Als ich neulich zwischen Weihnachten und Silvester am frühen Morgen auf einer klassischen Federkernmatratze mit arg verzerrtem Rücken erwachte und durch das Fenster auf die ferne, im fahlen Licht vage erkennbare Bergkette des Riesengebirges schaute, musste ich an all die wilden Übernachtungen denken, nach denen ich mich einst gerädert aus dem Schlafsack pellen musste. Ich fragte mich, an wie vielen Orten hatte ich eigentlich bereits geschlafen?
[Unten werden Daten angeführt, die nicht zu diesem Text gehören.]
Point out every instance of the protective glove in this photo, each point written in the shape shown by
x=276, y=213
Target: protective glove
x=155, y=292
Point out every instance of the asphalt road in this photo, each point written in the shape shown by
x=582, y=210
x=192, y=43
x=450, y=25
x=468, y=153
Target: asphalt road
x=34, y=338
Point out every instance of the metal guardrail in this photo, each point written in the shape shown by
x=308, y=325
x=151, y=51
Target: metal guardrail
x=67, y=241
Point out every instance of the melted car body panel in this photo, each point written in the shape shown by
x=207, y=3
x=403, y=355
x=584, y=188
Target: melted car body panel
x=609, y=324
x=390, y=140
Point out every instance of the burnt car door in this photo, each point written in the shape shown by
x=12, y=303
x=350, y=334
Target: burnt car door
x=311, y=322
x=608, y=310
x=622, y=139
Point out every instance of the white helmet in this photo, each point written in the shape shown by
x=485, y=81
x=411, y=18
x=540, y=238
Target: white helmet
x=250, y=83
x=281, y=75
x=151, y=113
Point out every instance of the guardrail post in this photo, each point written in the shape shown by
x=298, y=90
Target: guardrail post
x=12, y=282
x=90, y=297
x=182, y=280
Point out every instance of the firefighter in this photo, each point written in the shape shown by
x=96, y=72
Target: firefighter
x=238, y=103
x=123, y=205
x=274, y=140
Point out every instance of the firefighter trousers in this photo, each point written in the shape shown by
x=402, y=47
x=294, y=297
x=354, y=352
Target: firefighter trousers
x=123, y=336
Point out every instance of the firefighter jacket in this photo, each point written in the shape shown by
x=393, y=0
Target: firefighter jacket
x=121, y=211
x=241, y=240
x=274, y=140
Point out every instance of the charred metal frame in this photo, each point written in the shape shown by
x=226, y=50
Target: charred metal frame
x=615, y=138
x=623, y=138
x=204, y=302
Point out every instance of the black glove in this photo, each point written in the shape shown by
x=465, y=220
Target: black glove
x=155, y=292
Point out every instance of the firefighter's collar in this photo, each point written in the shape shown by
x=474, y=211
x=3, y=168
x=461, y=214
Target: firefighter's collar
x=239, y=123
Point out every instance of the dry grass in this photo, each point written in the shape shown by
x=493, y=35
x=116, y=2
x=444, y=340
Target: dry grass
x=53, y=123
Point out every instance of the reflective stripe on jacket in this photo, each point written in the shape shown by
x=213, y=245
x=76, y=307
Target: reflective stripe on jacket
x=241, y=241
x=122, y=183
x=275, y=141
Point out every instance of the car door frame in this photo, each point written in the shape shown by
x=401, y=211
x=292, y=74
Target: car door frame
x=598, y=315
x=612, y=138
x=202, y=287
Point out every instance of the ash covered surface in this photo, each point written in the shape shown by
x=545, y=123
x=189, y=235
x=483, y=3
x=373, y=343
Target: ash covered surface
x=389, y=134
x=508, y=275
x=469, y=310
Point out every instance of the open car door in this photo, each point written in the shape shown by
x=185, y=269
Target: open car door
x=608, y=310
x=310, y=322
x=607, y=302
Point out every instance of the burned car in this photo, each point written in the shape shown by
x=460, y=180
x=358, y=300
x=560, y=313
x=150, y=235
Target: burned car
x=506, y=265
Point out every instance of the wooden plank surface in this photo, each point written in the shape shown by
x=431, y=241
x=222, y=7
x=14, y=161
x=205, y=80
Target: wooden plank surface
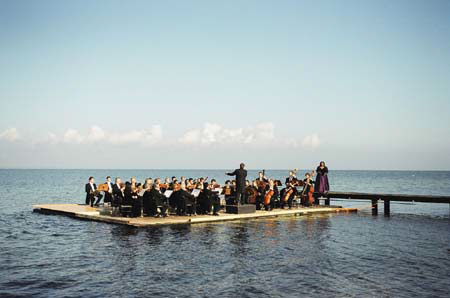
x=391, y=197
x=89, y=213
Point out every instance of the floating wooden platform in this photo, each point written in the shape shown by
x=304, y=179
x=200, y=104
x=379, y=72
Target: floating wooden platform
x=88, y=213
x=387, y=198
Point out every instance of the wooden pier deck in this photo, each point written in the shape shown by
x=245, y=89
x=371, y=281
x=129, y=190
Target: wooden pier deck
x=386, y=198
x=88, y=213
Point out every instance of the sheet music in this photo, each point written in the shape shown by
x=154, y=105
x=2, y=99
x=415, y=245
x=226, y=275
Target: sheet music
x=195, y=192
x=222, y=200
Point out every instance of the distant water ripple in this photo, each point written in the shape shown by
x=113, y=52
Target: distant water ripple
x=354, y=255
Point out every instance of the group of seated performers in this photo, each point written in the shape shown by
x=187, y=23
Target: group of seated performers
x=199, y=196
x=265, y=192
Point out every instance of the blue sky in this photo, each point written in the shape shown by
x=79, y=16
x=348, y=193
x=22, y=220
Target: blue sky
x=208, y=84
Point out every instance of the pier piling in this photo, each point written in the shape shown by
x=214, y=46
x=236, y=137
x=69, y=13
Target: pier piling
x=374, y=206
x=387, y=207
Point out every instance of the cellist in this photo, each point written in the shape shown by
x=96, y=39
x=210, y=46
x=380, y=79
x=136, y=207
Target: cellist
x=290, y=191
x=308, y=190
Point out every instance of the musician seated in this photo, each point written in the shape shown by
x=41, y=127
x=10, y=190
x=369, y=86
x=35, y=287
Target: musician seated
x=92, y=193
x=209, y=200
x=230, y=194
x=109, y=193
x=118, y=196
x=288, y=194
x=131, y=195
x=251, y=192
x=157, y=202
x=186, y=203
x=308, y=191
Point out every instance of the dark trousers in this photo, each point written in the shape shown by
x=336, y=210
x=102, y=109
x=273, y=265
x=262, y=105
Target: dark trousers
x=90, y=199
x=241, y=198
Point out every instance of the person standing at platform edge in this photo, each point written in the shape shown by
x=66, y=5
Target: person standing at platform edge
x=322, y=186
x=91, y=192
x=241, y=175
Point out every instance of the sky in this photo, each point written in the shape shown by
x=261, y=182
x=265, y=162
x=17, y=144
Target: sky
x=209, y=84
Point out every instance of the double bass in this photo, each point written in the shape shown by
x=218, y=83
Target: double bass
x=252, y=193
x=268, y=197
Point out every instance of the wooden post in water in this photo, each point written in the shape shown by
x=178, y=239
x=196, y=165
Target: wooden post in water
x=387, y=207
x=374, y=206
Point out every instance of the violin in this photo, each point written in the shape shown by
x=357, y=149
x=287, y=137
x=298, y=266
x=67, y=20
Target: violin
x=252, y=193
x=268, y=197
x=227, y=190
x=163, y=185
x=103, y=187
x=288, y=194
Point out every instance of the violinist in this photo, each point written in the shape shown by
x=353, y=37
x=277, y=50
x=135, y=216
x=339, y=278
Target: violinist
x=174, y=184
x=322, y=186
x=157, y=202
x=108, y=193
x=262, y=183
x=118, y=193
x=165, y=186
x=240, y=175
x=271, y=193
x=132, y=198
x=227, y=190
x=308, y=190
x=148, y=184
x=92, y=193
x=186, y=203
x=209, y=200
x=251, y=192
x=288, y=193
x=214, y=185
x=146, y=204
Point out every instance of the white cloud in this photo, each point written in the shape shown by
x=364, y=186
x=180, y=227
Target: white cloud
x=72, y=136
x=311, y=141
x=10, y=135
x=213, y=133
x=191, y=137
x=51, y=138
x=144, y=136
x=97, y=134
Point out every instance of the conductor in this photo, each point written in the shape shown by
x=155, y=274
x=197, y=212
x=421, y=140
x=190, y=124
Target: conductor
x=240, y=174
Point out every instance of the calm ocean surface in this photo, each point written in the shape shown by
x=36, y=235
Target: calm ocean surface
x=348, y=255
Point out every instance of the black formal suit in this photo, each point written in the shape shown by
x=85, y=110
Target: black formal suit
x=108, y=194
x=118, y=195
x=90, y=196
x=209, y=200
x=184, y=199
x=153, y=200
x=241, y=175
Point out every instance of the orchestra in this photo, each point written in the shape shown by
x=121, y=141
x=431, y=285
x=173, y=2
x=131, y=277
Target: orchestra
x=192, y=196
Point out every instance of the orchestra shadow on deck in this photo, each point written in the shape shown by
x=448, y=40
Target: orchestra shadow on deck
x=189, y=197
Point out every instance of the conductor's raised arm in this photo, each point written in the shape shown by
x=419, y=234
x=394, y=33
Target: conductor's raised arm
x=232, y=173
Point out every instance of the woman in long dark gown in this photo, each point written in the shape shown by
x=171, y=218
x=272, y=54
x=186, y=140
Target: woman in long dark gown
x=322, y=186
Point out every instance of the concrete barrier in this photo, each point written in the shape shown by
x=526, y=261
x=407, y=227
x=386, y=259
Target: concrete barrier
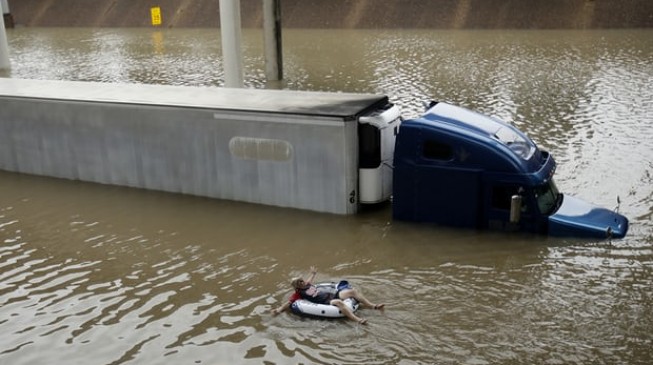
x=444, y=14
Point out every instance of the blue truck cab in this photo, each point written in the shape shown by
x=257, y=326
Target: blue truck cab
x=455, y=167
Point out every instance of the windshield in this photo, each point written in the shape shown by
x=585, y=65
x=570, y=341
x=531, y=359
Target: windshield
x=518, y=144
x=548, y=198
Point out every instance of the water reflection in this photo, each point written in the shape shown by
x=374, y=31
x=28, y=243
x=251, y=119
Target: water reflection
x=97, y=274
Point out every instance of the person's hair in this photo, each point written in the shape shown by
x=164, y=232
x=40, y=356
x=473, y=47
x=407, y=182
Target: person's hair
x=295, y=282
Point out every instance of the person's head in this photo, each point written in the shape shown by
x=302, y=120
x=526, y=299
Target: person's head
x=298, y=283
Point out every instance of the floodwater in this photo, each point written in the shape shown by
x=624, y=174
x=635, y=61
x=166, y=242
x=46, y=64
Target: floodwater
x=93, y=274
Würde man das noch zusammenbekommen? All die einstigen Ferienlageraufenthalte, Klassenfahrten, späteren Reisen, Übernachtungen bei Kumpels und Freunden inklusive. Wäre das möglich? Theoretisch ja - von den ersten fünf, sechs Lebensjahren mal abgesehen. Blieb es in den 70ern und 80ern noch relativ überschaubar - schließlich hatte man damals auf den Reisen mit den Eltern meist eine feste Unterkunft - so wurde es ab 1990 um einiges unübersichtlicher. Die Rundreisen mit der Bahn, ausgedehnte Wanderungen, bei denen an jedem Abend an einem anderen Ort das Zelt aufgestellt wurde, die zahlreichen Nächte, die auf Bahnhöfen, Flughäfen, in Wartehallen, in Parkanlagen, auf Fähren, unter Brücken oder unter freiem Himmel abgegammelt wurden. Auf all den kurzen und langen, nahen und fernen Reisen, vor und nach diversen Fußballspielen - und manchmal einfach nur aus der Not heraus.
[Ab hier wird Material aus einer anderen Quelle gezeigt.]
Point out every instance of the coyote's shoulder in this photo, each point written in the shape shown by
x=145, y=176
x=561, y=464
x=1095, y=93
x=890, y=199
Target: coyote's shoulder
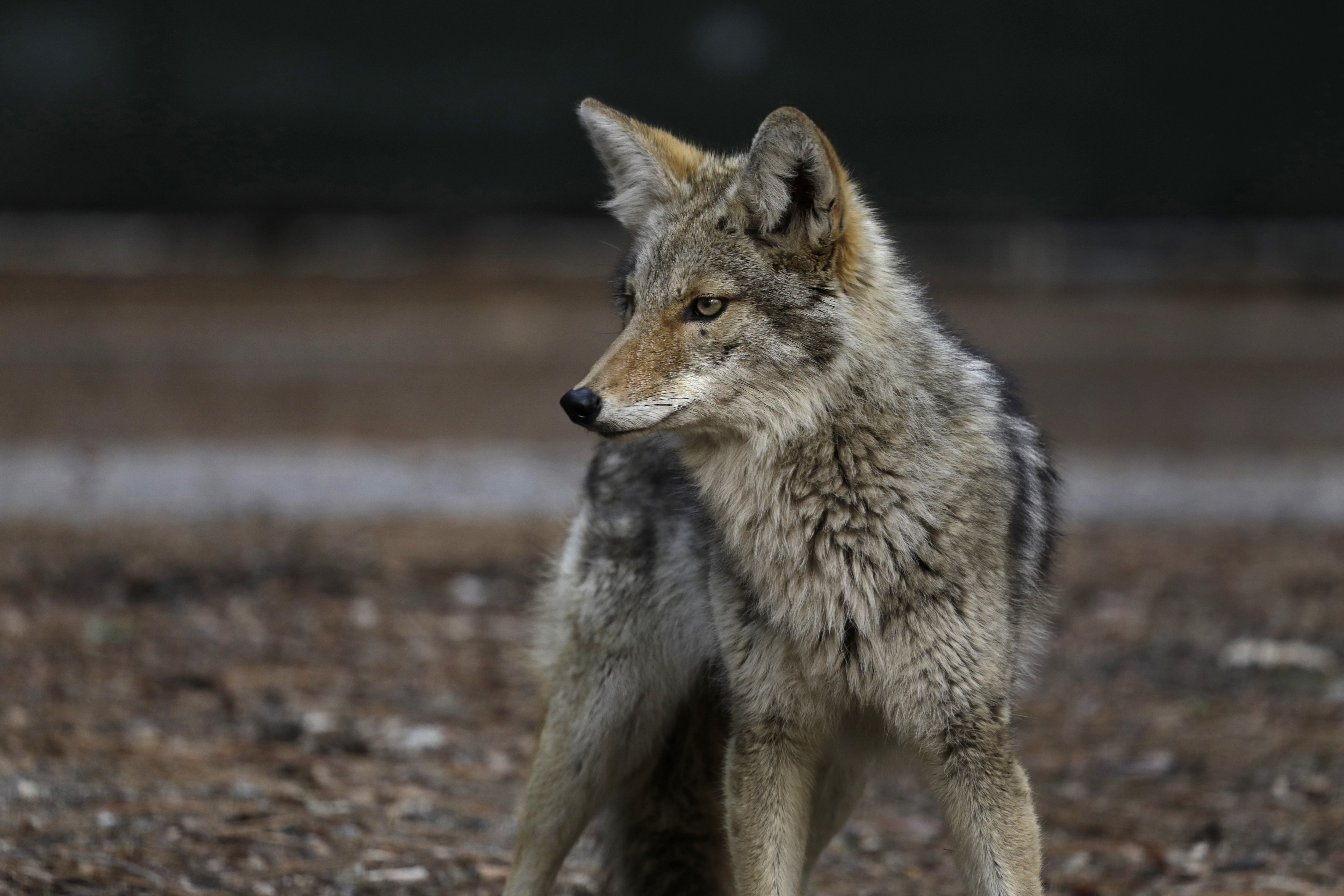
x=820, y=530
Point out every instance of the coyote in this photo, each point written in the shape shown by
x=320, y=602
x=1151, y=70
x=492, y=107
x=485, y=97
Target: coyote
x=818, y=531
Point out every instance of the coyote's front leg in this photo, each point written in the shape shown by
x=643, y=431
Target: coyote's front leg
x=771, y=776
x=775, y=754
x=987, y=803
x=600, y=726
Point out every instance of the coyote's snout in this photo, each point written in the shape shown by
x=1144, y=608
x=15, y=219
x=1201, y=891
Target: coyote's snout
x=820, y=533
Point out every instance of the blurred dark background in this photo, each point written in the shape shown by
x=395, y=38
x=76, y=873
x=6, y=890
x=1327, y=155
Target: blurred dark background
x=943, y=109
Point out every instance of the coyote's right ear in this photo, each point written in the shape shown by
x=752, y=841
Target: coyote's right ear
x=647, y=166
x=795, y=183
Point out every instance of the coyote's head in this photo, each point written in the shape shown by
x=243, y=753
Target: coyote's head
x=733, y=299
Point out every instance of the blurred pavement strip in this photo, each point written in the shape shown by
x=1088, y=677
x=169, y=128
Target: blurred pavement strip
x=217, y=480
x=205, y=480
x=1307, y=488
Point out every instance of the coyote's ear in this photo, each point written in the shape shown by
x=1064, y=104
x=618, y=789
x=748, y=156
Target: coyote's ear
x=647, y=166
x=793, y=183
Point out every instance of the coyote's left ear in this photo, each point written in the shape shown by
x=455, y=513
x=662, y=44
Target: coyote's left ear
x=647, y=166
x=793, y=183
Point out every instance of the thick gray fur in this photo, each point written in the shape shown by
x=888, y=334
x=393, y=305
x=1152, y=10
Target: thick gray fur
x=819, y=531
Ich darf behaupten, dass ich ein recht außergewöhnliches Spektrum vorweisen kann. Vom magenumdrehenden Dösen in der Bugspitze eines 8-Meter-Segelbootes bei Windstärke neun bis zehn, als dieses mit einem Mordsgetöse in die Wellentäler krachte, über das Nächtigen auf einem Bikertreffen im Harz, bei dem sich plötzlich zwei wildfremde Frauen ungefragt mit ins Zweimann-Zelt drängten, bis hin zum Liegen unter freiem Himmel in den Lowlands vor den Toren von Edinburgh bei Nieselregen, zwei Grad plus und einer steifen Brise aus Nordwest. Nun gut, das Projekt, sämtliche Übernachtungsorte von 1973 bis heute mal zusammenzuzählen, verschiebe ich erst einmal ganz galant. Dafür braucht es reichlich Zeit, und diese ist derzeit knapp bemessen. Dieses Magazin möchte stets gefüttert werden, und zwei weitere Bücher sind aktuell in Arbeit. Somit belasse ich es an dieser Stelle dabei, ein paar schmucke Highlight-Übernachtungen der vergangenen 30 Jahre zu schildern.
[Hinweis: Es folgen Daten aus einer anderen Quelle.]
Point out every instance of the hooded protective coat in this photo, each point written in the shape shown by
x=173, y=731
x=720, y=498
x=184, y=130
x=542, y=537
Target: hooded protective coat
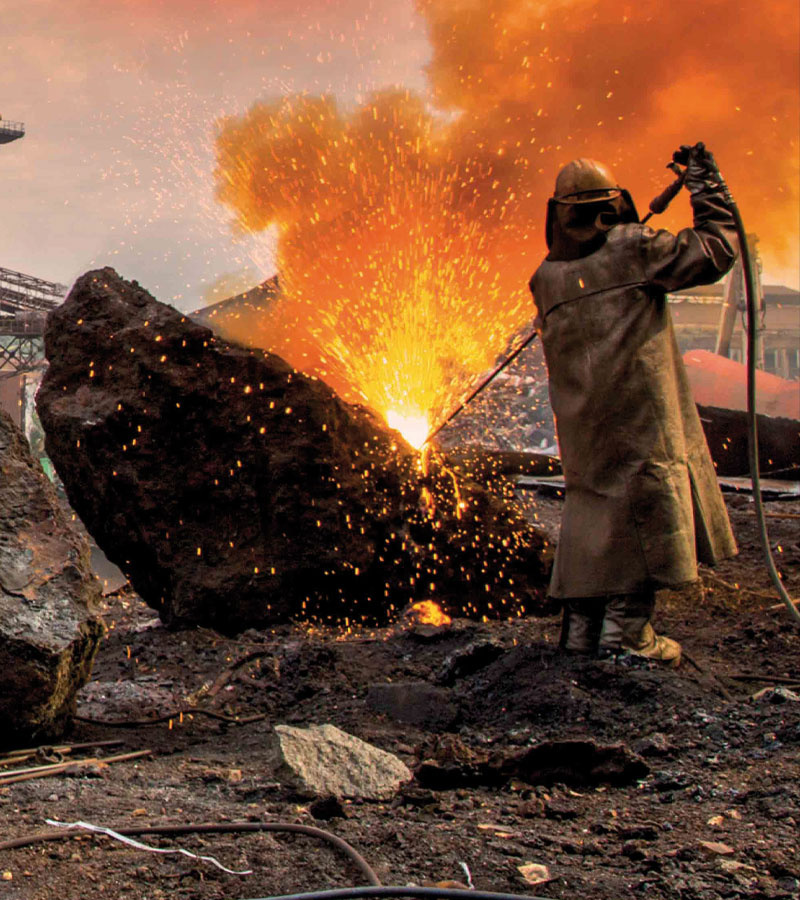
x=642, y=501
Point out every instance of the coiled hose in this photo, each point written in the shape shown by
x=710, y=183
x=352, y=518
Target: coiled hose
x=752, y=421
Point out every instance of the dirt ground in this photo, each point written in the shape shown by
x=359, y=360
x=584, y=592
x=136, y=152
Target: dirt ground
x=717, y=815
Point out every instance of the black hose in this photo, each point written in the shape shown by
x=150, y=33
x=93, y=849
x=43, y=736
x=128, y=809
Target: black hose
x=397, y=891
x=752, y=421
x=213, y=828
Den wildesten Ritt beim Schlafen - also jetzt nicht gleich an den Austausch von Körperflüssigkeiten denken - gab es in der Tat bei der besagten Segeltour über Ost- und Nordsee im Herbst 1999. Eine böse Vorahnung gab es bereits bei der Ansteuerung der Kieler Förde bei Windstärke acht und zwei bis drei Meter hohen Wellen. Kein Problem für unsere beiden selbst gebauten Boote, doch an Pennen war bei den kurzen buckeligen Ostseewellen nicht zu denken. Ein wenig besser funktionierte dies auf der Nordsee. Von Cuxhaven nach Helgoland, und dann in Richtung Westen. Ich lag in meiner Pause in der Koje im Bug und versuchte mich für die nächste Schicht am Steuer zu erholen. Die Fahrt wurde von Stunde zu Stunde wilder, die Träume in den Halbschlafphasen wurden es auch. Es war schwer, zu realisieren, was Traum und was Realität war. Es schepperte, es krachte, es wankte ganz gewaltig. Als das Ganze in einen richtig derben Herbststurm ausuferte, war an Liegen in der Bugkoje nicht mehr zu denken. Ich klemmte mich zwischen Salon- und Navigationstisch und war einfach nur froh, die Augenlider senken zu können. Noch vor dem eigentlichen Schiffbruch traf ein schwerer Brecher unser Boot und legte es quasi 90 Grad auf die Seite. Mich juckte das nicht. Wie in Trance kauerte ich unter dem Navigationstisch. Eine Mir-ist-alles-egal-Stimmung kam auf. Surrealer konnte es kaum sein.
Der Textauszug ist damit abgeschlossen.